Brightplus is on a mission to reduce the circularity gap with its proprietary BrightBio technology, but what exactly is BrightBio? Technology Director Jarkko Leivo, Dr.Tech., now explains the revolutionary technology behind our visionary innovation.
Let’s start from scratch. 92 billion tonnes of Earth’s virgin resources are extracted every year, meaning mineral excavation, land cultivation, biomass incineration with CO2 emissions, and number of other ways we consume our planets valuable biobased stocks. It is a shocking fact that, despite our awakened era of circular economy with numerous sustainability initiatives, half of the extraction is returned virtually unutilised back into nature. This mismatch is called a circularity gap, which explains extremely well how only 10% of modern consumer products are factually recycled in the loop, whereas majority of the valuable bioresources are already dispersed back and wasted in the early stages of production.
BrightBio is a frontrunner technology created to reduce this circularity gap. We upcycle various of the unutilised industrial by-products, side streams, such as husk, straw, vegetable oils, lignin, essential silicate minerals, and many other natural compounds, that industrial processes reject massive amounts every day, as a base of our technology.

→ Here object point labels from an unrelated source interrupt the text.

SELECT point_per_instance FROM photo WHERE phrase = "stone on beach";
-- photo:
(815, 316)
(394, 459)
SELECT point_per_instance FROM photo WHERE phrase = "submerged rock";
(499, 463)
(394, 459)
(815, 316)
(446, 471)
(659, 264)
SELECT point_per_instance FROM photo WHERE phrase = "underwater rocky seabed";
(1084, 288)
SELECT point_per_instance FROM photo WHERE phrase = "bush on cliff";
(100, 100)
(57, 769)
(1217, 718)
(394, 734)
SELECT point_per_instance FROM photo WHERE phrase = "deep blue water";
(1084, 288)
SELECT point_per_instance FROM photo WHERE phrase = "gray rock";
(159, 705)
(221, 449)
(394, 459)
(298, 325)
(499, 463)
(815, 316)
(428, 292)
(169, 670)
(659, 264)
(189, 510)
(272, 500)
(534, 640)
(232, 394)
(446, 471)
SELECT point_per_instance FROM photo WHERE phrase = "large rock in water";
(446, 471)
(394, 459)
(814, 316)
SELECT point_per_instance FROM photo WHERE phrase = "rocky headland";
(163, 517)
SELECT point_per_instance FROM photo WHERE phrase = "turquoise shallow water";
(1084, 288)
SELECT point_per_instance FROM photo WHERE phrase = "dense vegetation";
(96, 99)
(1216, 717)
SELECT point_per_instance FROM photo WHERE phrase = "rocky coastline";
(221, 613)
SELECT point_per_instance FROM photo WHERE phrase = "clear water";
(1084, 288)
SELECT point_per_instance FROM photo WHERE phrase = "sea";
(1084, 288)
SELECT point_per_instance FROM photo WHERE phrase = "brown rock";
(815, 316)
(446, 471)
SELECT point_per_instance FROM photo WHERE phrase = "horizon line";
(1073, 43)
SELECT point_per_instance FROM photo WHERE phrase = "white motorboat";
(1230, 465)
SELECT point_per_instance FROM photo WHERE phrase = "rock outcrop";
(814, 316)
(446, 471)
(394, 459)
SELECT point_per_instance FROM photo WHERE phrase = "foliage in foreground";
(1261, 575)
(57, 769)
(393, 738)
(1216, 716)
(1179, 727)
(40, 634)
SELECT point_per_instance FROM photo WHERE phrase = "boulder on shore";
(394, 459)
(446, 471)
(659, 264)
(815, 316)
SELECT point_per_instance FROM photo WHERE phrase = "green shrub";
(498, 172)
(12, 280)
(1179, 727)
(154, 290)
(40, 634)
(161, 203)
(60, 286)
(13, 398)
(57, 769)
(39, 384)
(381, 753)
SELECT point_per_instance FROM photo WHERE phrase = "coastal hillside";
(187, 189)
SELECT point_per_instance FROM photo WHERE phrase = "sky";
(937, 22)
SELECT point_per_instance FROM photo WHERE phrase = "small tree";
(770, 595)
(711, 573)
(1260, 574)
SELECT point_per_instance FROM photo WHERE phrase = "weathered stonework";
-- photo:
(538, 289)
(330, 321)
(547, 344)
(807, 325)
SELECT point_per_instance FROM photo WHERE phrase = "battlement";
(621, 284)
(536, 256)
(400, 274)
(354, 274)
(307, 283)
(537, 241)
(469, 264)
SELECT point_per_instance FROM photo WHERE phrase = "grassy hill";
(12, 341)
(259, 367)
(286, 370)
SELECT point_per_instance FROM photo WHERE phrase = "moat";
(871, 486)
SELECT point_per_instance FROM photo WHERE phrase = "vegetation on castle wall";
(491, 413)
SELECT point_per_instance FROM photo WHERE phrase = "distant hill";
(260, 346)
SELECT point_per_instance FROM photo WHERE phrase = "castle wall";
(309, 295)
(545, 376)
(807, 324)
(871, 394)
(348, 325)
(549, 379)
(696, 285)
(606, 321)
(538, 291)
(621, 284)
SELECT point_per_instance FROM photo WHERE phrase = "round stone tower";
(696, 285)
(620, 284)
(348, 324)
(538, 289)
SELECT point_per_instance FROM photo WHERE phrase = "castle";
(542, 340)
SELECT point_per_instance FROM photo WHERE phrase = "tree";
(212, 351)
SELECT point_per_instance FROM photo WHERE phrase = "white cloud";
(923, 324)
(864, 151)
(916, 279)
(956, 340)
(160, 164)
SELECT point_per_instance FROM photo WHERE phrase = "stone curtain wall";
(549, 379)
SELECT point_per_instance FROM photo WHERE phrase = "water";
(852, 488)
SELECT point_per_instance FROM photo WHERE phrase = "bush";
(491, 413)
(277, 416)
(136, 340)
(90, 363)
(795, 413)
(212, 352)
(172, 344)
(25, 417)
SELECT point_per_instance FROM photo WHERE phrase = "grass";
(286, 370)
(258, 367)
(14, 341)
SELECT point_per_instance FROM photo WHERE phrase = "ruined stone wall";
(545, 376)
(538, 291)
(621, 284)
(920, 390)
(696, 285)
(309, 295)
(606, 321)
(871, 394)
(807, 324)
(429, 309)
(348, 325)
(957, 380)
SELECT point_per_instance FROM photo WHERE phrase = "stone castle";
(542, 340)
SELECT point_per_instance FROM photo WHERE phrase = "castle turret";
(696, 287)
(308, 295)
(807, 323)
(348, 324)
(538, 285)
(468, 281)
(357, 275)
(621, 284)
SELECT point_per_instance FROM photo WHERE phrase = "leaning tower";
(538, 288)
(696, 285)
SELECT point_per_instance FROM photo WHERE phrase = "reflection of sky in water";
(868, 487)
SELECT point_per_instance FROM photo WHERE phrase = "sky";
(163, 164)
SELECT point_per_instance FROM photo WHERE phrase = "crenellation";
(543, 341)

On top of that, we have built our visionary BrightBio technology on the principles of green chemistry: the right choice of catalyst, reaction components, and reaction pathways all ensure greener manufacturing steps towards sustainable materials that our growing economies consume in increasing amounts in next decades. Furthermore, we have replaced common organic fossil-based synthesis solvents with green solvents, high-solids or fully water-based solutions to guarantee the ultimate sustainable and renewable carbon framework.
At the heart of BrightBio technology is the chemical modification of biobased material components, prior to final formulation. Chemical functionalisation enables better compatibility of each side stream component, their tuned reactivity, and variety of material properties. Chemical modifications are applied on a molecular level, forming organic or inorganic monomer or polymer units, and new oligomers are synthesised for highly detailed control of material properties in final products. For instance, the careful choice of the functional units in the polymer yields excellent oxygen and water barrier properties with biodegradability.